Mainland China stocks end higher after MSCI’s revised proposal for A share inclusion
MSCI proposed cutting the number of A-share firms in the Emerging Market Index to 169 from 448, with weighting down to 0.5pc from 1pc
Mainland China stock markets ended slightly higher on Thursday after global index maker MSCI issued a revised proposal to include A shares in its Emerging Market Index.
The Shanghai Composite Index experienced a “V-shaped” curve to end 0.1 per cent higher at 3,248.6, the CSI 300 Index closed up 0.4 per cent to 3,462, and the Shenzhen Component Index gained 0.3 per cent to 10,583.
Separately, the Hang Seng Index in Hong Kong closed virtually flat at 24,327.7 while the Hang Seng China Enterprises Index edged up 0.3 per cent to 10,487.5.
MSCI published a new consultation paper on its website regarding the inclusion of mainland Chinese A shares into its Emerging Market Index. The paper proposes cutting the number of A-share companies listed in the MSCI Emerging Market Index to 169 from 448 under last year’s proposal, while the weighting would fall to 0.5 per cent from 1 per cent.
The only companies considered for inclusion would be large-cap shares already accessible to foreign investors through the Shanghai and Shenzhen stock connect schemes with Hong Kong, according to the new proposal. MSCI will make a decision in June.
“The new proposal indeed increases the chances for inclusion after three years of failure but the impact of the inclusion is going to be very trivial...more like a symbolic move,” said Zhu Bin, analyst at Southwest Securities.
In China’s B-share market, which is traded in US dollars primarily by foreign investors, the Shanghai Stock Exchange B Share Index at one point slumped 4 per cent, but recovered to close at 343.4, down 1.8 per cent.
“I don’t think the B shares’ movement was the result of the MSCI proposal. B shares are in a severe [state of] lack of liquidity and we saw sudden drops without specific reasons before. But indeed it would affect the sentiment in the A-share market,” Zhu said.
Hong Kong’s stock market, meanwhile, was more driven by company earnings on Thursday.
Acoustics tech supplier AAC Technologies ended 10.1 per cent higher at HK$95.3, outperforming its blue-chip peers after it reported record net profit and revenue for 2016.

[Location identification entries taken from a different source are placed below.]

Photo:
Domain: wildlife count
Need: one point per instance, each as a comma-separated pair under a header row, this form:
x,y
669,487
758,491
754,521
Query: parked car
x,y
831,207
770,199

Ping An Insurance was up 1 per cent to HK$43.7, boosted by a 15 per cent rise in its annual net profit.
Tech giant Tencent fell 1 per cent to HK$223 after it posted a 41.1 billion yuan (US$6.41 billion) net profit last year, missing the 44.1 billion yuan estimate by analysts in a Bloomberg poll.
“Corporate earnings are the major drivers today,” said Alex Wong Kwok-ying, a fund manager at Ample Finance Group. “The sentiment is pretty bullish after US markets stabilised from Tuesday’s sell-off.”
Wong said the Hong Kong benchmark has yet to show a large gain because investors are still waiting for some blue-chips to post annual results.
China Mobile shares dropped 3.4 per cent after the company posted 0.2 per cent net profit growth, becoming the worst performer among the blue chips.
Oil major CNOOC saw its shares edge down 0.5 per cent before it announced a 97 per cent year on year drop in net profit to 637 million yuan.
China Vanke, China Merchants Bank, Meitu and Sinopec Group are scheduled to announce their annual results on Friday.